Using equipment that doesn't properly fit can contribute to pain, fatigue, pressure injuries, and other serious health complications.
Disability activist Engracia Figueroa's death after her custom wheelchair was damaged is a heartbreaking reminder that a wheelchair is far more than a piece of equipment. For many people, it's essential to their health, safety, and independence.
Yet incidents like these are often framed as little more than an inconvenience.
For wheelchair users, they're anything but.
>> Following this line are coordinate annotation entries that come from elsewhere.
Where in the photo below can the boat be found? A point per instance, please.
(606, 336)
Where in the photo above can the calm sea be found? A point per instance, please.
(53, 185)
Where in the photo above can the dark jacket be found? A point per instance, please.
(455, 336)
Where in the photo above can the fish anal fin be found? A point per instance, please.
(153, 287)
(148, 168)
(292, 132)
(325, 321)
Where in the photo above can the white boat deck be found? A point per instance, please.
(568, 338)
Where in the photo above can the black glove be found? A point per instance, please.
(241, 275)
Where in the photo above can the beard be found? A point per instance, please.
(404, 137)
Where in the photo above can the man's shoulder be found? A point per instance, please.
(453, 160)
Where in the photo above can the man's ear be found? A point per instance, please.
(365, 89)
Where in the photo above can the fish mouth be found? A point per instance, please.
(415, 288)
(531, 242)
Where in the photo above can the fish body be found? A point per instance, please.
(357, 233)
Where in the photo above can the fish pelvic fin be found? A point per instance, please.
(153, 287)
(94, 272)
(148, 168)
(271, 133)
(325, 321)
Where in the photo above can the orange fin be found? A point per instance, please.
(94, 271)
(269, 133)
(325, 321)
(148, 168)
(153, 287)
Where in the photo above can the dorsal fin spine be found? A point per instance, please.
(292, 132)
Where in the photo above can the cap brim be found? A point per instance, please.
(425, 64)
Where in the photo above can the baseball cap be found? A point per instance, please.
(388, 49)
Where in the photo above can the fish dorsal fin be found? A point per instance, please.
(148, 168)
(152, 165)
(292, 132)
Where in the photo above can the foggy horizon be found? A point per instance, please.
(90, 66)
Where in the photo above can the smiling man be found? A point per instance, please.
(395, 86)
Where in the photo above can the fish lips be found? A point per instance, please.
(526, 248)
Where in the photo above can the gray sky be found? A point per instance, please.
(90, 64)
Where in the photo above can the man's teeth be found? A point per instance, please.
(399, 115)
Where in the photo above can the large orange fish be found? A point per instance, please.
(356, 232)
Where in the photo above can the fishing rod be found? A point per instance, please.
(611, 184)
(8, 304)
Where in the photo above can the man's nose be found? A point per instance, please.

Maayan's advocacy helped bring national attention to a reality many disabled travellers already knew: accessibility barriers in air travel are not isolated incidents. They are symptoms of systems that were never designed with disabled people in mind.
Why This Work Matters
One of the things I appreciate most about Maayan's advocacy is that it challenges the idea that disabled people are the problem.
Instead, it shines a light on the barriers that prevent people from fully participating in their communities.
In disability-affirmative therapy, we often talk about the difference between focusing on the person and focusing on the system.
Maayan's work is a powerful reminder that accessibility doesn't happen by accident.
Someone notices a barrier. Someone questions it. Someone pushes for change.
Little by little, barriers that once felt inevitable become barriers people expect to be removed.
That's the power of disability advocacy.
And that's why the work of people like Maayan Ziv matters.